Amos camminò a passo spedito davanti all'uomo senza fermarsi a fare chiacchiere. Odiava tergiversare e soprattutto non era uno molto avvezzo alla socializzazione. Preferiva molto di più una bella cassa di birra e un posto silenzioso dove scolarsela «Tutte le fortune, vero?» domandò ironicamente il giovane dirigendosi verso gli spogliatoi per indossare la divisa.

Come tutti i giorni il lavoro frenetico del cantiere lo assorbì completamente. Correre senza sosta da un'impalcatura all'altra lo aiutava a mantenersi in forma anche se il suo fisico piazzato non ne aveva assolutamente bisogno, per lo meno quel giorno era utile per mettere a tacere tutti i pensieri cupi che quella mattinata gli aveva regalato.

Bella mattina di merda.

Il capocantiere si affacciò alla sua postazione indicando un cumulo di mattonelle da giardino. «White dobbiamo portare quella roba all'entrata. Entro oggi va posato il vialetto, altrimenti siamo indietro con i lavori.»

Senza rispondere ma limitandosi ad annuire, Amos si diresse verso la carriola e iniziò a caricare la roba svogliatamente. Alzava una ventina di mattonelle alla volta, nonostante l'ingente peso, senza ricordarsi che il posto era brulicante di colleghi totalmente estranei alla sua natura. Infatti il cantiere era per lo più capitanato da colleghi umani. La convivenza era pacifica dato che nessuno sapeva la sua natura, lo consideravano semplicemente un tizio molto allenato e prestante.

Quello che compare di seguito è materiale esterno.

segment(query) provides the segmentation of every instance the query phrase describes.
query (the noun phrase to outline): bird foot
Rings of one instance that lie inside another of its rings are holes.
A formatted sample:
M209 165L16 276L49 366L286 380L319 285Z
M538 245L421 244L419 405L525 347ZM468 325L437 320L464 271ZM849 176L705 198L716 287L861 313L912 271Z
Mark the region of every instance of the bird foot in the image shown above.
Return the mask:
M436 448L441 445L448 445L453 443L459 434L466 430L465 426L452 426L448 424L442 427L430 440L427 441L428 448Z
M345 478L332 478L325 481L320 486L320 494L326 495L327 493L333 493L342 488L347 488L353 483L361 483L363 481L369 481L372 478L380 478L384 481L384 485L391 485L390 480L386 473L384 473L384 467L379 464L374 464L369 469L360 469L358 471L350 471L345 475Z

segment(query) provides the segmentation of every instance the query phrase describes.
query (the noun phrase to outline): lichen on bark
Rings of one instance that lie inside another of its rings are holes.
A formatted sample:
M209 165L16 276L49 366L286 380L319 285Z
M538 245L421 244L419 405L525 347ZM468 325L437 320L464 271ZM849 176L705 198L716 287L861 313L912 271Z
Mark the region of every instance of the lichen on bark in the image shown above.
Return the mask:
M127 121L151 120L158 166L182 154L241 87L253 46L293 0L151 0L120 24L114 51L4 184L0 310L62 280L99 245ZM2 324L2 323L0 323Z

Proprio mentre caricava l'ultima pila di piastrelle, pronto per trasportarle all'entrata dell'edificio in costruzione, una di queste evidentemente rotta gli tranciò il palmo della mano e un fiotto di sangue schizzò sul pavimento del cantiere.

Amos imprecò lasciando cadere le mattonelle. Quella giornata andava di bene in meglio. Alla vista del sangue i colleghi accorsero preoccupati e anche il capo si mosse in sua direzione. «Ehi White, è tutto okay?» domandò uno dei tanti volti che a fatica Amos riusciva a ricordare.

Lavorava con quella compagnia edile da oltre otto anni ma ancora non aveva memorizzato tutti i suoi componenti e spesso capitava di incrociarsi con qualche collega che lo salutava senza però ricordare chi fosse.

Il sangue continuava a colare copiosamente dal taglio profondo. Il mannaro si afferrò la mano e con un lembo della maglietta la compresse cercando di arginare l'emorragia. Sapeva che la ferita si sarebbe riassorbita a breve e nel giro di un'oretta non ci sarebbe più stato nulla. Purtroppo però un sacco di umani avevano assistito a quella scena. «Non è niente. Non è niente.»

«Non è niente? Cazzo White... hai bisogno di fare un salto all'ospedale da un medico.»

Un lungo brivido attraversò Amos dalla testa ai piedi. Un mannaro non andava da medici che non fossero a loro volta mannari e soprattutto, non metteva mai piede in ospedale. «No, tranquillo... non è così grave. È un taglietto superficiale.»